The first thing to do is check with your local zoning laws or fire department. In some areas there are laws or recommendations when storing firewood, requiring or recommending that firewood be stored a certain distance from structures for fire safety.

Keep in mind that moving firewood is a lot of work and you will probably want to minimise the distance and number of times that you will have to move it. Choosing a place that will be close to where the delivery truck can get access will save a lot of work in getting the wood to your storage area. If possible store your wood in an area that a truck can back up to.

Also consider bringing the wood into your house when it is time to burn it. The closer it is the less distance you will have to haul it. Also think about how bringing it in from your storage area will be in bad weather. Consider what it will be like if you have to walk through the rain and snow and cold weather. Or even muddy ground. Or maybe you will be wearing a path through your lawn or landscaping.

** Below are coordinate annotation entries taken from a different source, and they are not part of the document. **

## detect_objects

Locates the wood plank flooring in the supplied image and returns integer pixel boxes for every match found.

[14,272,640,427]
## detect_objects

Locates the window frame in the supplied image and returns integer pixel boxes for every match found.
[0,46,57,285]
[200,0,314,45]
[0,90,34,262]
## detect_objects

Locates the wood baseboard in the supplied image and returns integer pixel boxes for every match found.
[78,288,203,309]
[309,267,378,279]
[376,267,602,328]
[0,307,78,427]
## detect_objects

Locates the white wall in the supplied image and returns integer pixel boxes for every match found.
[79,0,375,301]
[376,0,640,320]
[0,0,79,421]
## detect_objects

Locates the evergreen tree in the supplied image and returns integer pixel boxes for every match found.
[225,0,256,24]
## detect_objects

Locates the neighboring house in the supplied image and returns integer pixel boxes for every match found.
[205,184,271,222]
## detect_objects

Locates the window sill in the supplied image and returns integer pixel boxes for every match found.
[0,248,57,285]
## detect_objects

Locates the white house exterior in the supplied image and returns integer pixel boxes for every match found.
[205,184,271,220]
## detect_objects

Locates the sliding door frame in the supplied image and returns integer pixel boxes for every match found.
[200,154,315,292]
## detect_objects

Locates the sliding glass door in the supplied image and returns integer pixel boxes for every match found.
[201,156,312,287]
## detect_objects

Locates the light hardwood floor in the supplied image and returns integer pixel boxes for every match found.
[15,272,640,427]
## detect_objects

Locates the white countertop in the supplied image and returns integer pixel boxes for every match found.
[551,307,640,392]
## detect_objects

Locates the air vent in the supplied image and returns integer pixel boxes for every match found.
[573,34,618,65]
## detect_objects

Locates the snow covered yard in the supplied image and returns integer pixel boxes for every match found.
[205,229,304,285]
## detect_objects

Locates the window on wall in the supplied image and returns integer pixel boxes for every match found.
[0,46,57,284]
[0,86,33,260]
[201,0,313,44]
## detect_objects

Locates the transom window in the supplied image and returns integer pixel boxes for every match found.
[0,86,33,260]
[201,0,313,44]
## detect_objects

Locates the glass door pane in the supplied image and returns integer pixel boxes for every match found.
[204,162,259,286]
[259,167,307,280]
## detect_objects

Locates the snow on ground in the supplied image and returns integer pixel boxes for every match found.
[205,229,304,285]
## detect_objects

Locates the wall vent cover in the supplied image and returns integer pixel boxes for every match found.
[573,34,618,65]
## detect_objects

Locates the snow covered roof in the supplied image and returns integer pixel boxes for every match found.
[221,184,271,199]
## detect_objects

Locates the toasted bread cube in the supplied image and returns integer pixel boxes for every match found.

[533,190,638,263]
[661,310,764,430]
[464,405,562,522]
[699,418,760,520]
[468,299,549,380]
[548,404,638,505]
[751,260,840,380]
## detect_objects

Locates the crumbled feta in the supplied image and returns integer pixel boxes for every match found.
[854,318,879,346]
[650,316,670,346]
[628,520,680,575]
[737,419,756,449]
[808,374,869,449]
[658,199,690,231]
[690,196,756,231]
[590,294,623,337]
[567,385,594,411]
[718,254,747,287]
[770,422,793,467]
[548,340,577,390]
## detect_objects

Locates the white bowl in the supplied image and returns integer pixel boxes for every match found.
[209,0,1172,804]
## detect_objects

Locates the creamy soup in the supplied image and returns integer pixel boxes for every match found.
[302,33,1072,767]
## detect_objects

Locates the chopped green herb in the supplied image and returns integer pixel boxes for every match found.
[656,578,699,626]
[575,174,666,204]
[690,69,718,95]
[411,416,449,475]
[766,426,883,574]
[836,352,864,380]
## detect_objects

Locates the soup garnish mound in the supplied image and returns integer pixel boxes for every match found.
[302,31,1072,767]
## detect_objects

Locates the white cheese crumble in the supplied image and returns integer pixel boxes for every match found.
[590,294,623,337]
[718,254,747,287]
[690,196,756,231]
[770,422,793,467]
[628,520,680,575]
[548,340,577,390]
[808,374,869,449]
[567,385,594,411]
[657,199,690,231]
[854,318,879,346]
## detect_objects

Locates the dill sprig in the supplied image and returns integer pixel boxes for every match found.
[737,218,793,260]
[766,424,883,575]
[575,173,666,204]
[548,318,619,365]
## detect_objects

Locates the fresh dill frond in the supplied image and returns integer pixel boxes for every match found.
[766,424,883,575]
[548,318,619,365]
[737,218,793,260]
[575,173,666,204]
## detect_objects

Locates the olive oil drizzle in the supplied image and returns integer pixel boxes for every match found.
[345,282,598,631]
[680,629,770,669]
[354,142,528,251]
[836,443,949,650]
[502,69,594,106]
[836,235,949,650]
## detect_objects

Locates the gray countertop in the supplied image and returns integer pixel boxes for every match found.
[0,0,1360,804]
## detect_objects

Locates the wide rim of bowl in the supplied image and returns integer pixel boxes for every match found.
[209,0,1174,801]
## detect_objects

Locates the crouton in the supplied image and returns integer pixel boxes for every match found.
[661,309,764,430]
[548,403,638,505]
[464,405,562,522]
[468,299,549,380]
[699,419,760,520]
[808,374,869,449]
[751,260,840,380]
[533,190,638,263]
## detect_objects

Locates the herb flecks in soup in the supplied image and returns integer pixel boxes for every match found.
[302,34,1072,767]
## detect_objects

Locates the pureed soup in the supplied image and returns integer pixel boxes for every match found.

Make sure the wood is not going to be in the way to where you will have to move it someday before you burn it. Think about whether it may block access for future projects or repairs to your home. For example, having a new appliance delivered. Or blocking access if you have to repair or have your septic system pumped. Also be mindful of delivery vehicles driving over buried plumbing or utilities like leach fields and septic tanks.

Where you store your firewood is usually not a critical decision. But doing a little thinking ahead about where you store it can save you work and grief in the future.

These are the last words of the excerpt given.